At the Spy Exchange and Security Center, you'll find all kinds of surveillance devices.
Vice President, Cody Woods, says you can also buy gadgets to see who's watching you.
"If someone is using a video camera to watch you and see what you're doing, catch your passwords on an alarm system, on a phone or a computer, this device would actually find a wireless video camera," said Woods.
This isn't paranoia, but rather, preparation for today's real cyber security threats.
Woods said, "Your cell phone can be hacked and cloned and people can see everything you do on your cell phone, your computer."
The FBI is investigating a so-called "sextortion" case involving Miss Teen USA, Cassidy Wolf.
According to investigators, she received anonymous emails from someone claiming to have nude photos of her, taken via her computer's webcam.
"Even your cars nowadays, they have a cell phone or a computer built in and people can hack into those," added Woods.
Recently, researchers were able to completely disable a driver's ability to control a vehicle...all with the click of a button.
Hackers can gain access to your smart phone through apps and games you download.
Woods said, "Unfortunately, those devices can be hacked into very easily."
If burglars trade their crowbars for laptops and wi-fi scanners, Internet connected home security system can also be targeted.
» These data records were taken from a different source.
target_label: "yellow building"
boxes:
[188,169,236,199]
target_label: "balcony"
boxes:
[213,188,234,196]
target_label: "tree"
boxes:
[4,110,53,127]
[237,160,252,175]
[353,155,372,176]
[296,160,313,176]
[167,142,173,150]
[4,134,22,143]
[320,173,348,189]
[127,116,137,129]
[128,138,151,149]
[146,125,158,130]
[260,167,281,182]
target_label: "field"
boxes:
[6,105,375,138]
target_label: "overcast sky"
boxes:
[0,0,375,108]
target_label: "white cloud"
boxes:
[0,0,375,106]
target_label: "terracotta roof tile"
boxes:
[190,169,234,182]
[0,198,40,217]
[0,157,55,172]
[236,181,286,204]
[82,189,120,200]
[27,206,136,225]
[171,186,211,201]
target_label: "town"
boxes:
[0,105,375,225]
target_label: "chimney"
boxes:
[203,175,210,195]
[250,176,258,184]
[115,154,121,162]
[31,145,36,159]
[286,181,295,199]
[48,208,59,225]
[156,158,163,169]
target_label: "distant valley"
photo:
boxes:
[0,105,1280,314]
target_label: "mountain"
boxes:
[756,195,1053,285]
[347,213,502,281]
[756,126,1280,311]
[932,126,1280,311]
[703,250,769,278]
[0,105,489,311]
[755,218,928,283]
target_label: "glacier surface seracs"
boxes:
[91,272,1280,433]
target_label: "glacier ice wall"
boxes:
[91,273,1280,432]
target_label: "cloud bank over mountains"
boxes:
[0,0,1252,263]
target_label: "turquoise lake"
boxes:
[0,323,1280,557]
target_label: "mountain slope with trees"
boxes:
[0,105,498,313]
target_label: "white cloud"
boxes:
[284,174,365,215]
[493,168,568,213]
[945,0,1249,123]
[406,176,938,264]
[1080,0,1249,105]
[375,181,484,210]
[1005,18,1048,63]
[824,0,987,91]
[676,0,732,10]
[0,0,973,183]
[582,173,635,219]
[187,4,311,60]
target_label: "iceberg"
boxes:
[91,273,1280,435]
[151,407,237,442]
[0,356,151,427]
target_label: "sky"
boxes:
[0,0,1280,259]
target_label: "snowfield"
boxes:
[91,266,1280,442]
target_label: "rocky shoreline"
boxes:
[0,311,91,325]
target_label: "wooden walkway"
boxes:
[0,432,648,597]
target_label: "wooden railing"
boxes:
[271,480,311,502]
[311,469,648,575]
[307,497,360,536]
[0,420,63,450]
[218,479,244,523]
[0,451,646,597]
Industry experts warn, anywhere you find technology, you'll most likely find hackers.
Even through a baby monitor.
A Houston couple recently heard a hacker's voice coming from their two year-old's room, calling her by name and telling her to wake up.
Woods said, "There's different kinds of products, bug and phone tap detectors, things you can use. Your computer is very hard to keep anything from being bugged."
A University of Texas graduate student is being charged with a state jail felony for breach of computer security.
The FBI claims she used a hidden account to gain access to another student's computer and was stealing his passwords.